Tout ce que nous pouvons voir très clairement au sujet de cette loi, c’est que non seulement pour qu’elle soit loi il faut que la volonté de celui qu’elle oblige puisse s’y soumettre avec connaissance, mais qu’il faut encore pour qu’elle soit naturelle qu’elle parle immédiatement par la voix de la nature.

Laissant donc tous les livres scientifiques qui ne nous apprennent qu’à voir les hommes tels qu’ils se sont faits, et méditant sur les premières et plus simples opérations de l’âme humaine, j’y crois apercevoir deux principes antérieurs à la raison, dont l’un nous intéresse ardemment à notre bien-être et à la conservation de nous-mêmes, et l’autre nous inspire une répugnance naturelle à voir périr ou souffrir tout être sensible et principalement nos semblables.
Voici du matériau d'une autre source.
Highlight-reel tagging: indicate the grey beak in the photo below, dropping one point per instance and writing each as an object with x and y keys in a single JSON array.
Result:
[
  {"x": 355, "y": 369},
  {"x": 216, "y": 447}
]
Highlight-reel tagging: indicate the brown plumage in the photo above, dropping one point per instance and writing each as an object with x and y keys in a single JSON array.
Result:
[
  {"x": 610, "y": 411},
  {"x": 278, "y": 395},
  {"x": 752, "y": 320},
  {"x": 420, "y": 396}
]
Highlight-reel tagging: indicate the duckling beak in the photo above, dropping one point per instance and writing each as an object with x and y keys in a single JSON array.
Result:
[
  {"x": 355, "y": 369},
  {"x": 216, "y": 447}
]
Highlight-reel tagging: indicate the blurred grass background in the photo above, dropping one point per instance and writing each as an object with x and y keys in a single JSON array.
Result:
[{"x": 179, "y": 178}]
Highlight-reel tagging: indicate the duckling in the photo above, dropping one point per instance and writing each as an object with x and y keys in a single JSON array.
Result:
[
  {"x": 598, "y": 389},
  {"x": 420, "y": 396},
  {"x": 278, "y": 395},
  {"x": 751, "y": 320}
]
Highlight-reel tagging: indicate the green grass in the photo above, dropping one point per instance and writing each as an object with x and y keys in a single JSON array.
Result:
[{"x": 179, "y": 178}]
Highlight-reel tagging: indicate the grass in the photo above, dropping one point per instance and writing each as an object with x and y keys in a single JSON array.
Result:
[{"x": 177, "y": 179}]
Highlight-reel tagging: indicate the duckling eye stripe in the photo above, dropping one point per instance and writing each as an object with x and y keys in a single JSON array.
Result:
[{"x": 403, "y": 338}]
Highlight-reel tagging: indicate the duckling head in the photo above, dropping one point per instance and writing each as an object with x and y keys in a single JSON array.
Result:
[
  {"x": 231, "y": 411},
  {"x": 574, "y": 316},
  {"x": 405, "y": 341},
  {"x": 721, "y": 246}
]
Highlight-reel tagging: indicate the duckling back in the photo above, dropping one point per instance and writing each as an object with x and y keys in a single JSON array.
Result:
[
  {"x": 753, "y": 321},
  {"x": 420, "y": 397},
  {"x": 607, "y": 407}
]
C’est du concours et de la combinaison que notre esprit est en état de faire de ces deux principes, sans qu’il soit nécessaire d’y faire entrer celui de la sociabilité, que me paraissent découler toutes les règles du droit naturel ; règles que la raison est ensuite forcée de rétablir sur d’autres fondements, quand par ses développements successifs elle est venue à bout d’étouffer la nature.

(préface au Discours sur l’origine et les fondements de l’inégalité parmi les hommes)

« Tant que les hommes se contentèrent de leurs cabanes rustiques, tant qu’ils se bornèrent à coudre leurs habits de peaux avec des épines ou des arêtes, à se parer de plumes et de coquillages, à se peindre le corps de diverses couleurs, à perfectionner ou à embellir leurs arcs et leurs flèches, à tailler avec des pierres tranchantes quelques canots de pêcheurs ou quelques grossiers instruments de musique, en un mot tant qu’ils ne s’appliquèrent qu’à des ouvrages qu’un seul pouvait faire, et à des arts qui n’avaient pas besoin du concours de plusieurs mains, ils vécurent libres, sains, bons et heureux autant qu’ils pouvaient l’être par leur nature, et continuèrent à jouir entre eux des douceurs d’un commerce indépendant.

Mais dès l’instant qu’un homme eut besoin du secours d’un autre, dès qu’on s’aperçut qu’il était utile à un seul d’avoir des provisions pour deux, l’égalité disparut, la propriété s’introduisit, le travail devint nécessaire et les vastes forêts se changèrent en des campagnes riantes qu’il fallut arroser de la sueur des hommes, et dans lesquelles on vit bientôt l’esclavage et la misère germer et croître avec les moissons.

La métallurgie et l’agriculture furent les deux arts dont l’invention produisit cette grande révolution.

Pour le poète, c’est l’or et l’argent, mais pour le philosophe ce sont le fer et le blé qui ont civilisé les hommes et perdu le genre humain.

Aussi l’un et l’autre étaient-ils inconnus aux sauvages de l’Amérique qui, pour cela, sont toujours demeurés tels; les autres peuples semblent même être restés barbares tant qu’ils ont pratiqué l’un de ces arts sans l’autre; et l’une des meilleures raisons peut-être pourquoi l’Europe a été, sinon plus tôt, du moins plus constamment et mieux policée que les autres parties du monde, c’est qu’elle est à la fois la plus abondante en fer et la plus fertile en blé. »

(Discours sur l’origine et les fondements de l’inégalité parmi les hommes)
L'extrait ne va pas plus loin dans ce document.